To do so he must block out the tolling bell of history. The track has been more forgiving to Germans in general than it has to Mercedes. Schumacher won five times at Nurburgring, Sebastian Vettel – who last week admitted his spell at Ferrari had been a failure – did so in his Red Bull in 2013, the last time a formula one grand prix was staged here.

Hamilton, too, has just one race win. It came in 2011 for McLaren but there is an explanation that sticks two fingers up at the historians. It speaks to the financial problems that beset Nurburgring and the German grand prix’s subsequent flit to Hockenheim. In short, Hamilton can’t win at a venue that doesn’t have a race.

Covid-19 has brought the track back on to the calendar this year as F1 organisers have sought to meet FIA schedule guidelines and meet television broadcast requirements of a 14-race season. In the interests of democracy, “Eifel” was chosen as the name since the mountain range extends to the west and into parts of Belgium and Luxembourg, the latter of which took the eponymous title of two grands prix in the late ’90s.

It is late in the year for a race at Nurburgring.

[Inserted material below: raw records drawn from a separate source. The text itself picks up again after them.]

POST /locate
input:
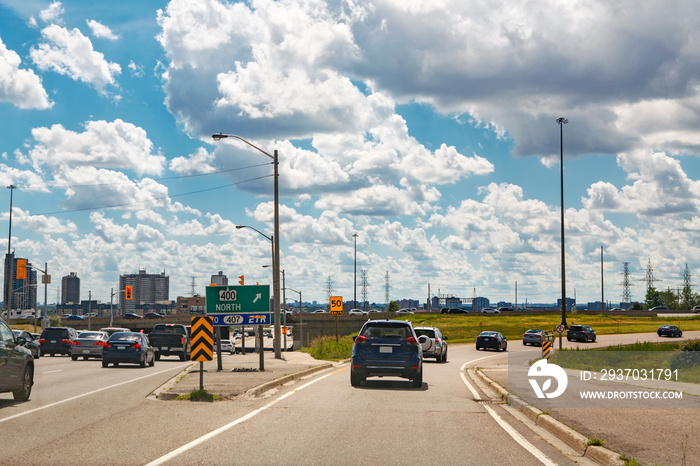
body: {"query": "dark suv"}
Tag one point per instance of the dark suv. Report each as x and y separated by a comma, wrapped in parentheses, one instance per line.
(57, 340)
(16, 365)
(580, 333)
(387, 348)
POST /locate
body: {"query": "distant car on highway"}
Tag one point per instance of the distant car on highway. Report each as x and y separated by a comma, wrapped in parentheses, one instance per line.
(17, 368)
(88, 345)
(432, 342)
(669, 331)
(32, 343)
(494, 340)
(580, 333)
(57, 340)
(128, 347)
(386, 348)
(534, 337)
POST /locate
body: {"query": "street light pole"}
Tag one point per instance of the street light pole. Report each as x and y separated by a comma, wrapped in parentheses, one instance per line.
(276, 236)
(562, 122)
(354, 281)
(8, 268)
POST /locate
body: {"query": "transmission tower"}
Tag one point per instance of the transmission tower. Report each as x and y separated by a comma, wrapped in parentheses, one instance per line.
(329, 284)
(386, 287)
(649, 277)
(365, 285)
(626, 295)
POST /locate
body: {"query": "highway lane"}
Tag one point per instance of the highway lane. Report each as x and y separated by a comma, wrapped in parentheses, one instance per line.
(326, 421)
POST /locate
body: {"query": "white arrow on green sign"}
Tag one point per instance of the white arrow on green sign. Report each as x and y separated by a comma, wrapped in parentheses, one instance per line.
(238, 298)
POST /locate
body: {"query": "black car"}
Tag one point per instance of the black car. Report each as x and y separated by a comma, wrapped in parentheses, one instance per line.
(492, 340)
(57, 340)
(580, 333)
(669, 331)
(16, 365)
(128, 347)
(386, 348)
(31, 343)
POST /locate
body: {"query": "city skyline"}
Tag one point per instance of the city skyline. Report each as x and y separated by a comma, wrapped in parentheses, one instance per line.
(428, 131)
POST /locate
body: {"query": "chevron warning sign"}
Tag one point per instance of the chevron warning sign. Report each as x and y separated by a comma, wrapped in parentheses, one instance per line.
(202, 338)
(546, 349)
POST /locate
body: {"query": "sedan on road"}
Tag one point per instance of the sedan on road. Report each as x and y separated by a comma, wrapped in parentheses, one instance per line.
(494, 340)
(534, 337)
(128, 347)
(386, 348)
(580, 333)
(88, 345)
(17, 368)
(32, 342)
(669, 331)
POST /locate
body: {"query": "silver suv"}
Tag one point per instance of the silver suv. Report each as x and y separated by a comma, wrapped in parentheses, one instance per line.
(433, 343)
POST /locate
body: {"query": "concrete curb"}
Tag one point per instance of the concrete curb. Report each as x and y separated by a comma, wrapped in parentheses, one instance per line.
(286, 379)
(575, 440)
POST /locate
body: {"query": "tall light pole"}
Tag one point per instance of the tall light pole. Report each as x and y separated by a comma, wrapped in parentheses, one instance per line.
(354, 280)
(562, 122)
(276, 236)
(8, 268)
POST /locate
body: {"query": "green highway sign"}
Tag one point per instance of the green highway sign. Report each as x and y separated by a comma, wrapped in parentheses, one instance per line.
(238, 299)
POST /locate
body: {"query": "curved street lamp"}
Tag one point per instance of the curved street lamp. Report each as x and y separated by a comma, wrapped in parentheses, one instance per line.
(275, 242)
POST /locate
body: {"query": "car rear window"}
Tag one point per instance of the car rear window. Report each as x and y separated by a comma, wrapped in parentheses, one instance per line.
(386, 330)
(54, 333)
(124, 337)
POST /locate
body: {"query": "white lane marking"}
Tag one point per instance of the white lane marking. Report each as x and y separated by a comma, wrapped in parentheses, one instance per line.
(533, 450)
(50, 405)
(234, 423)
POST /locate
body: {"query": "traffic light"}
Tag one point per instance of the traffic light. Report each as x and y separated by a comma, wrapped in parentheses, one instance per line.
(21, 269)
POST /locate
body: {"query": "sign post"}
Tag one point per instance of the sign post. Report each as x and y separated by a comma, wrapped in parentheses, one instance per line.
(559, 329)
(240, 305)
(336, 310)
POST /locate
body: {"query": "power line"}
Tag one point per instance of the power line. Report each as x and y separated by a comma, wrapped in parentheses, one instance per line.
(124, 204)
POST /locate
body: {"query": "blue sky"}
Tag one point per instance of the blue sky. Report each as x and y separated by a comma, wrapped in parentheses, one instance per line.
(427, 128)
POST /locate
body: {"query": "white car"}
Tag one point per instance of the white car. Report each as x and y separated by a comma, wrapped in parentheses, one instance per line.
(227, 346)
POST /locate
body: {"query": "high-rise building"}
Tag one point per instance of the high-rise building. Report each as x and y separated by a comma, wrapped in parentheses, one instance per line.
(22, 290)
(219, 280)
(147, 288)
(70, 289)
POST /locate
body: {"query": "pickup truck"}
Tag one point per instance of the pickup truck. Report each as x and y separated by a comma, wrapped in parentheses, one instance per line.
(170, 340)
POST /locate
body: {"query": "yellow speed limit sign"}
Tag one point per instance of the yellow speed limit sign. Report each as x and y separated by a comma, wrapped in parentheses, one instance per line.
(336, 305)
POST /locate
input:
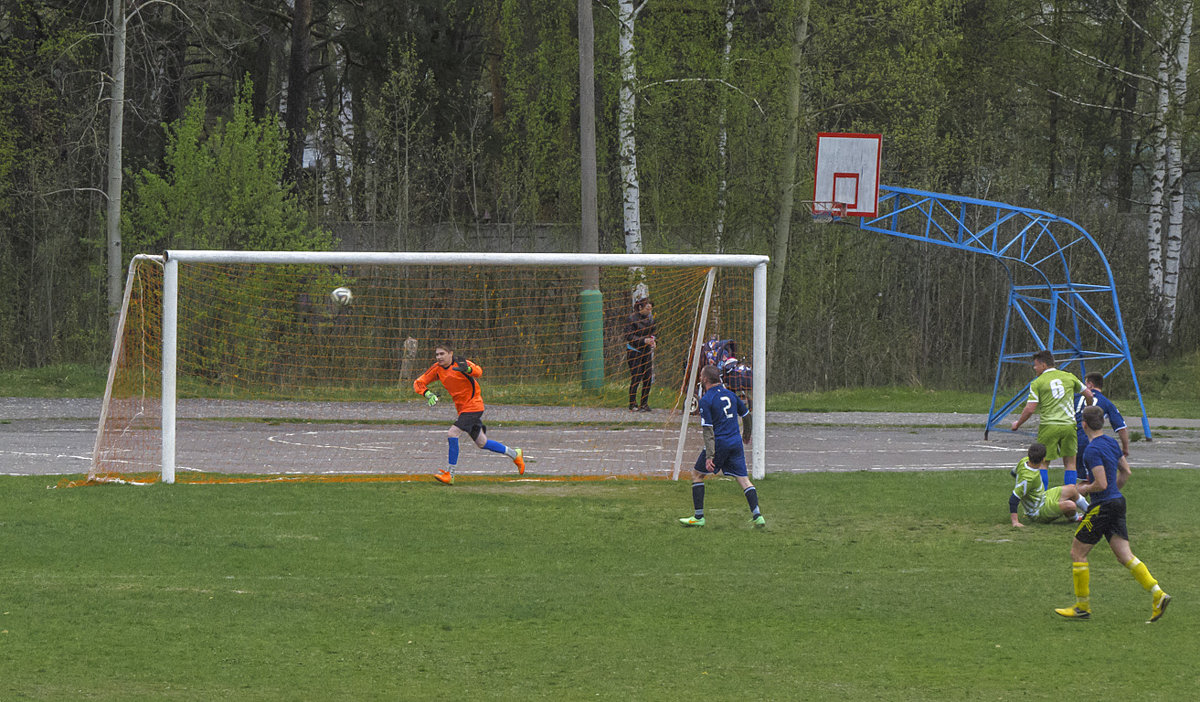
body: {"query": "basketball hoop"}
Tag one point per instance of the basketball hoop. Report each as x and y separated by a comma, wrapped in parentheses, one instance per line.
(846, 178)
(825, 213)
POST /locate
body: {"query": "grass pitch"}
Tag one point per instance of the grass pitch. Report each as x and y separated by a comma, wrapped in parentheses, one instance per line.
(863, 587)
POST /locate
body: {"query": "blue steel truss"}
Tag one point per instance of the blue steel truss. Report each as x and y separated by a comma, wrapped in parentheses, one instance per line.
(1075, 316)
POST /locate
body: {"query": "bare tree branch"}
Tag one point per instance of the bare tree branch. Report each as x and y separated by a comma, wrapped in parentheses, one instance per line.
(723, 82)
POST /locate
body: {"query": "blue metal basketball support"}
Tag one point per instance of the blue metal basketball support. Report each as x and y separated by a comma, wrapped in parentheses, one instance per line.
(1045, 301)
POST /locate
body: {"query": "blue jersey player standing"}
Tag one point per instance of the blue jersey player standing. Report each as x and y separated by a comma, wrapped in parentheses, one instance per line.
(1095, 382)
(1108, 472)
(719, 412)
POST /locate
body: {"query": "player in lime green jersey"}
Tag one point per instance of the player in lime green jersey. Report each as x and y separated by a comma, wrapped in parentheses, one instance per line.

The weather forecast is for wind and rain – and already two practice sessions have been cancelled. This is where Niki Lauda’s horror crash almost cost the German his life in 1976, an accident that prompted major alterations to safety standards in the design of cockpits and the ease with which drivers could leave them.

The sport has changed beyond all recognition since Lauda’s era but the thrill of the unexpected still excites Hamilton on unpredictable days. In the aftermath of a rain-soaked qualifying for the Styrian grand prix in Austria, he was buzzing – not least because his final qualifying lap had yielded the 89th pole position of his career.

“I mean honestly, it was a fantastic lap, the last one,” he said. “I had one big moment the lap before the last, a big aquaplane which definitely had my heart in my mouth but I was able to improve on the next lap, nice and clean. I love these days.”

If that speaks to the exhibitionist element of Hamilton’s psyche then it also acknowledges his indubitable skill as a driver.

When Rudi Carraciola – himself known for his prowess in wet weather conditions – won the first Eifelrennen – a combination race involving car and motorbike – at Nurburgring in 1927, 85,000 spectators descended on the track, travelling by train, bike or on foot.

They did so in anticipation of witnessing history whereupon they watched a near-mythical beast – the Mercedes-Benz Model S was dubbed the White Elephant because of both its incredible brutish strength and defiant roar – record a one-two finish. It was an ill-fitting monicker. The car dominated motorsport at the end of the 20s and 30s much as Mercedes does today.

Expect a similarly defiant roar from Hamilton – so often a figure of controversy and polarised opinions – should he etch his name into the history books in the bowels of the Green Hell today.